Service proposition is a key component of the ECE. It is responsible for selecting and ranking a list of services based on the customer profiles and care needs. We highlight some key aspects of service proposition requirements and challenges that should be overcome during the design and implementation of an ECE. It is not our intention to present a comprehensive list of concerns (e.g. security and privacy, cold start phenomenon, fault tolerance, etc.). Instead, we describe concerns we understand are those more critical for designing a service recommendation feature in the context of the ECE.

  • Service map**. Map** customer’s need and potential services constitutes one of the major challenges when designing personalized services in the ECE. There is a multitude of parameters that may be considered to select a set of services in the ecosystem. Services can require distinct data to cover a certain care need, thus, the matching process should be flexible enough to connect both sides (customer needs and services). In this sense, it is necessary to identify a common “language” that maps them to a taxonomy of services and care needs. A partial example of such taxonomy is shown in Fig. 3. For instance, a service can be linked to Remote monitoring, which means it attends care needs related to Follow-up monitoring and Regular monitoring. However, a care need linked to Medication assistance is not matched by a service that is assigned to Health life style assistance.

    Fig. 3.
    figure 3

    Health and care in life taxonomy partial example.

  • Ranking. Once a list of potential services is built, there is a need to rank relevant services to be suggested to the customer. This is a classical problem in recommendation systems that depend on a number of parameters to determine the most relevant outcome for a particular customer.
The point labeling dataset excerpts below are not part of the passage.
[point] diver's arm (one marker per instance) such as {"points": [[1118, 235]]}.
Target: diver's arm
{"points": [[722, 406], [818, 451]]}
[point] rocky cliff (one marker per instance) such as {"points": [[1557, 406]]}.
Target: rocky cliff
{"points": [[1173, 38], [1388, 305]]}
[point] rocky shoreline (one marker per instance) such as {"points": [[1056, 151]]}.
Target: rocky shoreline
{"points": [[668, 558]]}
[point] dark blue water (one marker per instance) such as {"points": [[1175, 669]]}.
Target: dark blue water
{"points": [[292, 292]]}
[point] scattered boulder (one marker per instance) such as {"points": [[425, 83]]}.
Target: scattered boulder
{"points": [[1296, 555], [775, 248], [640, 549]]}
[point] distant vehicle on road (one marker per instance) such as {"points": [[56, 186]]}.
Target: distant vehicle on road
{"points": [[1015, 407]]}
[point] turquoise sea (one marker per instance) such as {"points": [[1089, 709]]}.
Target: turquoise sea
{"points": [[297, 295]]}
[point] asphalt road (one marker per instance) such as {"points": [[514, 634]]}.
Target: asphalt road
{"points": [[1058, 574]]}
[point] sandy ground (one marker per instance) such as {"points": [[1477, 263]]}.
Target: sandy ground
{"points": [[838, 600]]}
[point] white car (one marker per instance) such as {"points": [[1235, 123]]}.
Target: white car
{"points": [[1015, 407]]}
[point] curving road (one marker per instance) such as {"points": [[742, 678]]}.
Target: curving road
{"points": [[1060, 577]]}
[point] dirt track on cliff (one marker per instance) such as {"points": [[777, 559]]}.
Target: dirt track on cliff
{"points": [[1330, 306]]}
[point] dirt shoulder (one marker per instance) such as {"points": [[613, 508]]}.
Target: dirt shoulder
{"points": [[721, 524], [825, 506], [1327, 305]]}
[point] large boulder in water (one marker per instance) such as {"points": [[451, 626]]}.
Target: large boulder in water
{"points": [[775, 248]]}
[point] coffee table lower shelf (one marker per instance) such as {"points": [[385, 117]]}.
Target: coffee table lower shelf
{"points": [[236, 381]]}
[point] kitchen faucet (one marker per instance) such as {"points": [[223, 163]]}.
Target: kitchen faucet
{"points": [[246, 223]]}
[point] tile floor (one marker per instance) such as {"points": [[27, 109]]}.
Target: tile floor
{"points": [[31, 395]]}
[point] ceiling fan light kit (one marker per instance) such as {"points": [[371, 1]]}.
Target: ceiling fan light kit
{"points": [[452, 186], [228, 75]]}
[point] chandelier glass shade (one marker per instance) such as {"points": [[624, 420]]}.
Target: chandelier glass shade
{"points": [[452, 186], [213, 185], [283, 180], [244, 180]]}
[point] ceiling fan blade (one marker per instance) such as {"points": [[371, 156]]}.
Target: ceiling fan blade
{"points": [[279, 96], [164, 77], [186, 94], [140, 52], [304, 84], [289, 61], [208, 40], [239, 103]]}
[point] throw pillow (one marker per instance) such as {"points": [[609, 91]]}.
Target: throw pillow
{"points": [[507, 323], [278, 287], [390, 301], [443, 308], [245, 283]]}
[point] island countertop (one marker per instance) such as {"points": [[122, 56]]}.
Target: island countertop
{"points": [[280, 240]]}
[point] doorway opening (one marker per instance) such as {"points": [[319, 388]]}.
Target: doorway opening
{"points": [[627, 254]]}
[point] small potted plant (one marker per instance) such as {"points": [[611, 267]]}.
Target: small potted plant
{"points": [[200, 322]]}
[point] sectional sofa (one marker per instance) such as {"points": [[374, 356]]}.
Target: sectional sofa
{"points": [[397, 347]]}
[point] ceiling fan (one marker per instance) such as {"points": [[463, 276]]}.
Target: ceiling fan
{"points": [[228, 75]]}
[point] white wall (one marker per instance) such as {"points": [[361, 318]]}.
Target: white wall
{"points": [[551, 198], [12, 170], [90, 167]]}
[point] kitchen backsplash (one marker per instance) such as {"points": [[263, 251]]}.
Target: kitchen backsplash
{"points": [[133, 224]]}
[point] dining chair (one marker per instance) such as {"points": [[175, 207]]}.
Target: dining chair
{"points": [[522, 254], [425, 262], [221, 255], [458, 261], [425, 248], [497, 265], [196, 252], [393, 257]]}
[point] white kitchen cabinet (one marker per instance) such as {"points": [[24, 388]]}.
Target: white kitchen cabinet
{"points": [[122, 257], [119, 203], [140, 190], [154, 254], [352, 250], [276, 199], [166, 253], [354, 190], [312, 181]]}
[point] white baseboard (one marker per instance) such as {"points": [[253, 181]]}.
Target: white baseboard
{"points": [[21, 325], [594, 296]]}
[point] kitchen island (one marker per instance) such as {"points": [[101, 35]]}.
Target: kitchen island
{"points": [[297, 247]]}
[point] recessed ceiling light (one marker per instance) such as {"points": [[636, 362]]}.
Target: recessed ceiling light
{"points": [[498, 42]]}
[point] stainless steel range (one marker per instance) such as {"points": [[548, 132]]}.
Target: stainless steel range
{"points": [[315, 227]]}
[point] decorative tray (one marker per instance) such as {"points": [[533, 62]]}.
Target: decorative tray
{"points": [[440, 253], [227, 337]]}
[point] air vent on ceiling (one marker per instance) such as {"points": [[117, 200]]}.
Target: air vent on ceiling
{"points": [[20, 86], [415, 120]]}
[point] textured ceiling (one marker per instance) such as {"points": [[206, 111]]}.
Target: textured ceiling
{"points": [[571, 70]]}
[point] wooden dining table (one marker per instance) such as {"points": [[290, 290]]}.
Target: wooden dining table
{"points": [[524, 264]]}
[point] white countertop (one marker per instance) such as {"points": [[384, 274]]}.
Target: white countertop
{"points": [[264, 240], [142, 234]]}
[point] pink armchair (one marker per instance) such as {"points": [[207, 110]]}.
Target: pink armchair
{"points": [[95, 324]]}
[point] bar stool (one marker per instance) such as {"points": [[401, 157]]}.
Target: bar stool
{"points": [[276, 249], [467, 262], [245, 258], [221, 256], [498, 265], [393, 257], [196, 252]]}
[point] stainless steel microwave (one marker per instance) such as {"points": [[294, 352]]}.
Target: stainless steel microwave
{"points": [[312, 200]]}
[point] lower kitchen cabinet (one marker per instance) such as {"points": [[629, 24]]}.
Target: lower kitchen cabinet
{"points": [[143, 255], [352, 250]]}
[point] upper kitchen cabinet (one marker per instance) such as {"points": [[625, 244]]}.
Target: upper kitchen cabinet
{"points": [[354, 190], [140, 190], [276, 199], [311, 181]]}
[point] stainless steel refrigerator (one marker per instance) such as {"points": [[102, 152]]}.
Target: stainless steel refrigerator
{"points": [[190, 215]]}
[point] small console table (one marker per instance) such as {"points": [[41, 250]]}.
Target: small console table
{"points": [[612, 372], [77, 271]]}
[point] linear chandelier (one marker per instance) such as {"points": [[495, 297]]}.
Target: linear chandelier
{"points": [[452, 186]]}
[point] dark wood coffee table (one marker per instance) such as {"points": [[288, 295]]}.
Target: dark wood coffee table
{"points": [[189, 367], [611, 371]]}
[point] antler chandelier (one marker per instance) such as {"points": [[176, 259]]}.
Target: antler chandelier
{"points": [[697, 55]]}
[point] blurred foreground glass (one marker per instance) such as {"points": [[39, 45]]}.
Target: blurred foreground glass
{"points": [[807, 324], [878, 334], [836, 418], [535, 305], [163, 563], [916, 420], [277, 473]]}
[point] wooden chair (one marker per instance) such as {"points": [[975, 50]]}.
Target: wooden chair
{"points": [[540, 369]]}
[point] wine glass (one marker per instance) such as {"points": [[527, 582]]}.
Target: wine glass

  • Scalability. As the amount of providers and customers grow, selecting services in response to new customer’s state can be computationally infeasible. There is a need to optimize the searching for potential services, while kee** the recommendation list relevant for a particular customer.

  • Timing. As a customer may require several services that require multiple sensors to acquire proper data, determining the time interval of sensing remains a challenge. If this time is too short, the ECE can suffer for a lack of resources. On the other hand, if this time is too long, the ECE may be inefficient to determine a service evolution.

  • Accuracy prediction. Sensors data can be incomplete, due to failures on sensing devices, noise in the communication, among other factors. Under this situation, a recommendation function demands predictive mechanisms to keep ECE operational.

A preliminary approach to service recommendation and composition, following a set of service adherence criteria based on a fuzzy causal network for rating care services, was presented in [9]. This system is now being refined, taking into account the identified requirements. An overview of its main elements is shown in Fig. 4.

Fig. 4.
figure 4

Service recommendation and composition process on ECE

5 Conclusions and Future Work

Elderly Care Ecosystems can play an important role in delivering collaborative and personalized services for the elderly community. ECE represents a complex system that demands a careful identification and analysis of requirements, such that more useful systems can be built. With this purpose, we presented a set of core requirements for service personalization in ECE and a set of relevant challenges regarding service recommendation, as part of a collaborative environment for elderly care. As part of our future work, we are refining the design of a multi-criteria mechanism to support the selection and ranking process of personalized services.